Tam Güneş tutulması esnasında çekilecek olan ve arka plandaki yıldızları gösterecek kaliteli bir fotoğraf, aynı bölge için daha önce çekilen veya daha sonra çekilecek fotoğrafla kıyaslandığında, Güneşe yakın bölgedeki yıldızların konumlarında belirlenebilecek sapmalar, bu önermenin ispatı olabilirdi.
Teoriyi atan kişinin hesaplarına göre iki görüntü arasında 1,7 arksaniyelik fark olmalıydı. 1 arksaniye 1 derecenin 3600’de biri kadardır bu arada. İşin ilginç yanı, bu teoriyi ortaya atan kişi tüm bu ölçümlerini uzayı gözlemleyerek değil, masa başında denklemler aracılığı ile yapmıştı.
Bu iş için olası olumsuz hava koşulları nedeniyle iki farklı bölgede çekim yapacak, iki ekip hazırlandı. Bir ekip Brezilya’nın yolunu tutarken, diğeri de Afrika’ya doğru yol aldı. Ölçümler yapıldı ve bilim dünyası nefesleri tutup gelecek haberi beklemeye başladı.
O günkü koşullar altında aylar süren bu bekleyiş, sonucunda Eddington, Brezilya ve Afrika’dan alınan yıldız görüntülerini analiz ederek, fotoğraflarda belirlenen yıldız pozisyonlarının arasındaki farkları 1,61 ve 1,98 arksaniye olarak açıklamasıyla sonlandı.
Bir kişi oturduğu yerden, uzayda olup bitenleri inanılmaz netlik ile tahmin etmişti. Bu kişi herkesin bildiği gibi, Einstein’dı. Cisimlerin uzay-zamanı büktüğü iddiası gerçekti. Newton’un “uzay statiktir” düşüncesi geçerliliğini yitirmişti.

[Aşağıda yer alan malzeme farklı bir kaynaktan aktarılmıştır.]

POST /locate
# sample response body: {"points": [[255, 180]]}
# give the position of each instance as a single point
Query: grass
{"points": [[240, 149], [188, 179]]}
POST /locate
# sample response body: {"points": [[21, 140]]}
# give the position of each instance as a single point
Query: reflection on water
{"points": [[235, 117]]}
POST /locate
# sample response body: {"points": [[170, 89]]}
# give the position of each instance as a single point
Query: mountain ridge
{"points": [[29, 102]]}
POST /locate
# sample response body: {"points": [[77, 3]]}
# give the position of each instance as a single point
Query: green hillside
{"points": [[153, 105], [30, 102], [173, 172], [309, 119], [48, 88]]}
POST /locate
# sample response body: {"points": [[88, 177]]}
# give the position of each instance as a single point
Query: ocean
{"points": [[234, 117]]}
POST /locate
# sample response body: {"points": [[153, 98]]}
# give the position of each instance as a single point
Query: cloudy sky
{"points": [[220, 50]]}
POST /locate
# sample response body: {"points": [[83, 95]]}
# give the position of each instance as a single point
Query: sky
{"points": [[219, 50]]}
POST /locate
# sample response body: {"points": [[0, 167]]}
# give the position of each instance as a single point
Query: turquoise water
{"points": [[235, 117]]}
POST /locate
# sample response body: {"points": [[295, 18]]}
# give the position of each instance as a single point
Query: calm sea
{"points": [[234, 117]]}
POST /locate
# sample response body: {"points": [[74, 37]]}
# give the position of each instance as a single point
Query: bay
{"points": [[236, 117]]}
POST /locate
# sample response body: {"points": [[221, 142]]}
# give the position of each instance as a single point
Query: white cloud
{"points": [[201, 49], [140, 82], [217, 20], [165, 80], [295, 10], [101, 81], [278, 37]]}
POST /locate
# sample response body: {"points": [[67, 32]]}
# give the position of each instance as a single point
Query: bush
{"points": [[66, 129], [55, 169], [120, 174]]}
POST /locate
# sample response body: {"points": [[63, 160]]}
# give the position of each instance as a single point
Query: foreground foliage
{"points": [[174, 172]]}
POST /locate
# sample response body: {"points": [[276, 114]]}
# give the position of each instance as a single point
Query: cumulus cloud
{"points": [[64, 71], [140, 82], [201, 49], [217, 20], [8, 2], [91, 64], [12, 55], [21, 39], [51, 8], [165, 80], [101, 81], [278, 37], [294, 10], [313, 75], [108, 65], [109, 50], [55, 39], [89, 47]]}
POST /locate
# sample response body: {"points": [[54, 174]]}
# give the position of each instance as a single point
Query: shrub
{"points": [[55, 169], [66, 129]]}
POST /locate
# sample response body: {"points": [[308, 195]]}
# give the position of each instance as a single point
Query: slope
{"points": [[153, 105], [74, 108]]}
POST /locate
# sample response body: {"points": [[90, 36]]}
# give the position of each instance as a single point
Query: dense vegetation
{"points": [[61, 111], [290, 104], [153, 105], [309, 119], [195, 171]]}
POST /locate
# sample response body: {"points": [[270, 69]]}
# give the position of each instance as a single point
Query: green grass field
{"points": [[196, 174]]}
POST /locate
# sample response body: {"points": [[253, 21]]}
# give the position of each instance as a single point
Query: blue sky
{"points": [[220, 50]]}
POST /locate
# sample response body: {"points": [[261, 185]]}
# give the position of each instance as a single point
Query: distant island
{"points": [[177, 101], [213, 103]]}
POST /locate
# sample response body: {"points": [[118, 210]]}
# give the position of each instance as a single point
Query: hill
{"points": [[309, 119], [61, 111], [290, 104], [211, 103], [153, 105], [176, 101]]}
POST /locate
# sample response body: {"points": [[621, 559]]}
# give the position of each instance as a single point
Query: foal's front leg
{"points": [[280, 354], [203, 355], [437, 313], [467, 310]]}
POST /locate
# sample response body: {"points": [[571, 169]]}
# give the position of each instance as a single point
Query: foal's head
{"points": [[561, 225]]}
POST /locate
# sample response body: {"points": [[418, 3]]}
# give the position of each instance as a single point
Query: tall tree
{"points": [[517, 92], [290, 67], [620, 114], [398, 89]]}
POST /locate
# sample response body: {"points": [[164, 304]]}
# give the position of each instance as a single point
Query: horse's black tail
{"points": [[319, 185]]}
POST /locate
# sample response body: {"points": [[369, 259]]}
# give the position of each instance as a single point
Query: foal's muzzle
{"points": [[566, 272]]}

Einstein uzun zamandır rölativite teorisi üzerine çalışıyordu. Işığın büküldüğünü düşünüyor ancak mevcut Öklid geometrisi kapsamında bunu ispatlayamıyordu. İspatı için üç boyutlu geometri bilgisi gerekliydi ancak ne yazık ki kendisi bu bilgiye sahip değildi. Ancak neye ihtiyacı olduğunu biliyordu. Dünyada bu teoriyi bilenler vardı ve Einstein onlara ulaşmalıydı.
İşe Alman matematikçi Gauss’un kitaplarını okuyarak başladı. Devamında da Öklid dışı geometrinin temellerini atan Riemann’ın fikirlerini öğrendi. Başka bir matematikçi olan Marcel Grossmann’la yaptıkları çalışmalar sonucunda nihayet büyük teorisini ortaya koyabilecek donanıma sahip olmuştu. Işığın bükülmesi, uzay zamana bağlı 4. boyut fikri de bu matematiksel altyapının bir sonucu olarak bilime armağan oldu.
Matematiğin fiziğe yaptığı bu katkı o yıllarda birçok bilim dalını da etkiledi. Herkes devamında matematik kullanarak dünyayı keşfetmenin büyüsüne kapıldı. Bu durum sadece fizikçileri değil, ekonomistleri bile etkiledi zamanla. Sonuçta üretim, tüketim, harcama hepsi sayılarla ifade edilen değerlerdi. 20. yüzyılın ikinci yarısından itibaren matematiksel modeller birçok bilimde kullanılmaya başlandı.
Einstein’ın genel görelilik kuramı, karadeliklerin davranışından gezegen yörüngelerinin hesaplanmasına, kütleçekimsel mercek etkisinden Büyük Patlama olayına, karanlık madde ölçümlerinden genişleyen evren modellerine kadar pek çok farklı alanda son derece başarılı sonuçlar verdi ve modern fiziğin temelini değiştirdi.
Ancak Einstein belki de farkında olmadan bir devrim yapmıştı aslında, bu bilişsel devrim ve tetikledikleri ile devamında gelen hiçbir şey artık eskisi gibi olmayacaktı…
Eğer Einstein olmasaydı, bilim nerede takılı kalırdı, bunu kestirmek çok güç.